卫星图像分类中的平衡多任务注意力机制:一种无需预训练即在EuroSAT数据集上实现97.23%准确率的系统方法
Balanced Multi-Task Attention for Satellite Image Classification: A Systematic Approach to Achieving 97.23% Accuracy on EuroSAT Without Pre-Training
October 17, 2025
作者: Aditya Vir
cs.AI
摘要
本研究系統性地探討了針對衛星土地利用分類任務定制的卷積神經網絡架構,在不依賴預訓練模型的情況下,於EuroSAT數據集上達到了97.23%的測試準確率。通過三個逐步迭代的架構設計(基準模型:94.30%,CBAM增強型:95.98%,以及平衡多任務注意力機制:97.23%),我們識別並解決了衛星影像分類中的特定失效模式。本研究的核心貢獻在於提出了一種新穎的平衡多任務注意力機制,該機制結合了用於空間特徵提取的坐標注意力模塊與用於光譜特徵提取的壓縮激勵模塊,並通過一個可學習的融合參數實現了二者的統一。實驗結果表明,該可學習參數自主收斂至α≈0.57,這表明空間與光譜模態在衛星影像分類中具有近乎同等的重要性。我們採用了漸進式DropBlock正則化(按網絡深度從5%至20%)與類別平衡損失加權策略,以應對過擬合與混淆模式不平衡問題。最終的12層網絡架構實現了Cohen's Kappa值0.9692,所有類別的準確率均超過94.46%,且正確與錯誤預測之間存在24.25%的置信度差距,展現了良好的校準性能。我們的方法在無需外部數據的情況下,達到了與微調ResNet-50(98.57%)僅相差1.34%的性能,驗證了系統性架構設計在特定領域應用中的有效性。完整的代碼、訓練模型及評估腳本均已公開。
English
This work presents a systematic investigation of custom convolutional neural
network architectures for satellite land use classification, achieving 97.23%
test accuracy on the EuroSAT dataset without reliance on pre-trained models.

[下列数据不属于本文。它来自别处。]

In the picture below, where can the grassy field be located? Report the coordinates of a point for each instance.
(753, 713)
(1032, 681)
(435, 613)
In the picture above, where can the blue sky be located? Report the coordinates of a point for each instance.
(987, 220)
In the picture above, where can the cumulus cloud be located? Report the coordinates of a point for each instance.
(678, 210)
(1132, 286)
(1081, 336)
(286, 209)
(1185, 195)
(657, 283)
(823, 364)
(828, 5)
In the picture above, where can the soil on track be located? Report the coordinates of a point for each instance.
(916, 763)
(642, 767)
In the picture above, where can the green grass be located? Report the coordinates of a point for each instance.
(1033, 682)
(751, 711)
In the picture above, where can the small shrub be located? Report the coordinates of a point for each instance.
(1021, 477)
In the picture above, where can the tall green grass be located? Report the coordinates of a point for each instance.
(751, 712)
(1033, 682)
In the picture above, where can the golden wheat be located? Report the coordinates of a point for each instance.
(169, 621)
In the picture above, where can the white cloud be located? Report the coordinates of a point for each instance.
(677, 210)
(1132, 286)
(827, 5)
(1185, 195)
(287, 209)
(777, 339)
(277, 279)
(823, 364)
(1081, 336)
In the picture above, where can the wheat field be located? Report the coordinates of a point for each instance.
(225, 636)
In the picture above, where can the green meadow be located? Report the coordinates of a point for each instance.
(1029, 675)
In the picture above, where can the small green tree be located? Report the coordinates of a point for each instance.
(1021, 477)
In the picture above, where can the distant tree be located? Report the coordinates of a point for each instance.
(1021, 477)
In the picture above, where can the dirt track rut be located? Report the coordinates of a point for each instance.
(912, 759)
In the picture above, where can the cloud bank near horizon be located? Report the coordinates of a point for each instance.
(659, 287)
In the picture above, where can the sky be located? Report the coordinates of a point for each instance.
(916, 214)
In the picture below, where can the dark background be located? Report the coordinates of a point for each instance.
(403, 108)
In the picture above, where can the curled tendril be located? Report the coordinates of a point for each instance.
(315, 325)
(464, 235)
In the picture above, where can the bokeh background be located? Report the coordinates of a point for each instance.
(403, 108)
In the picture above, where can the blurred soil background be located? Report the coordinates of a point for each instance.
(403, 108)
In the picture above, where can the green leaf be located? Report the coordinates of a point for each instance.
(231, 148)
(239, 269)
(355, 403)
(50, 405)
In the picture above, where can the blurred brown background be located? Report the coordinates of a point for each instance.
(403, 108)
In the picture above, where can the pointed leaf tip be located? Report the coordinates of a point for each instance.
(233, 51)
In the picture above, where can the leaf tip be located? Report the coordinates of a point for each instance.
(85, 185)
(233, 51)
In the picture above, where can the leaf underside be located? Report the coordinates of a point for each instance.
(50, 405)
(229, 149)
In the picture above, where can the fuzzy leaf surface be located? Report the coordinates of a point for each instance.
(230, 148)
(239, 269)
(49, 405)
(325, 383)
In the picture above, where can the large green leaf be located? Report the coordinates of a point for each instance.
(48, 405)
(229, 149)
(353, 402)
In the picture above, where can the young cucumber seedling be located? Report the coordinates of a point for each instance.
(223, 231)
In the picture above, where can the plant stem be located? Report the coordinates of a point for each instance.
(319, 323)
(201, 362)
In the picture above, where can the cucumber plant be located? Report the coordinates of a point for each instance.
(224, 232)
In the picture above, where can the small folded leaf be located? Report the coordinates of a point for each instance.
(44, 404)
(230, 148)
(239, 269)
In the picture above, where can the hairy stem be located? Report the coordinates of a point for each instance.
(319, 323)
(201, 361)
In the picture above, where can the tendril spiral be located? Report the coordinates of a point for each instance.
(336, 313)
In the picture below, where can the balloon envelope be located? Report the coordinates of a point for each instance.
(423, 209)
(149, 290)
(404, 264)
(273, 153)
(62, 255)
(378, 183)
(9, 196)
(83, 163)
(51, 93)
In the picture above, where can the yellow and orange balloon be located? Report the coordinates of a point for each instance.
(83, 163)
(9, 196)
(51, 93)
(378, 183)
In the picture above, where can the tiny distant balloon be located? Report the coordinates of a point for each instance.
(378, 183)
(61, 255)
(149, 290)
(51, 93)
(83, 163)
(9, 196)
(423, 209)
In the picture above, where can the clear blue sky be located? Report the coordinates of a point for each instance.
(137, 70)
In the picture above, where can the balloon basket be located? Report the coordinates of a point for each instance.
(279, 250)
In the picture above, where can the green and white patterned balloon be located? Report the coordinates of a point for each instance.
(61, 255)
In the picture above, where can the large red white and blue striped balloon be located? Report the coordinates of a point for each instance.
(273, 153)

Through three progressive architectural iterations (baseline: 94.30%,
CBAM-enhanced: 95.98%, and balanced multi-task attention: 97.23%) we identify
and address specific failure modes in satellite imagery classification. Our
principal contribution is a novel balanced multi-task attention mechanism that
combines Coordinate Attention for spatial feature extraction with
Squeeze-Excitation blocks for spectral feature extraction, unified through a
learnable fusion parameter. Experimental results demonstrate that this
learnable parameter autonomously converges to alpha approximately 0.57,
indicating near-equal importance of spatial and spectral modalities for
satellite imagery. We employ progressive DropBlock regularization (5-20% by
network depth) and class-balanced loss weighting to address overfitting and
confusion pattern imbalance. The final 12-layer architecture achieves Cohen's
Kappa of 0.9692 with all classes exceeding 94.46% accuracy, demonstrating
confidence calibration with a 24.25% gap between correct and incorrect
predictions. Our approach achieves performance within 1.34% of fine-tuned
ResNet-50 (98.57%) while requiring no external data, validating the efficacy of
systematic architectural design for domain-specific applications. Complete
code, trained models, and evaluation scripts are publicly available.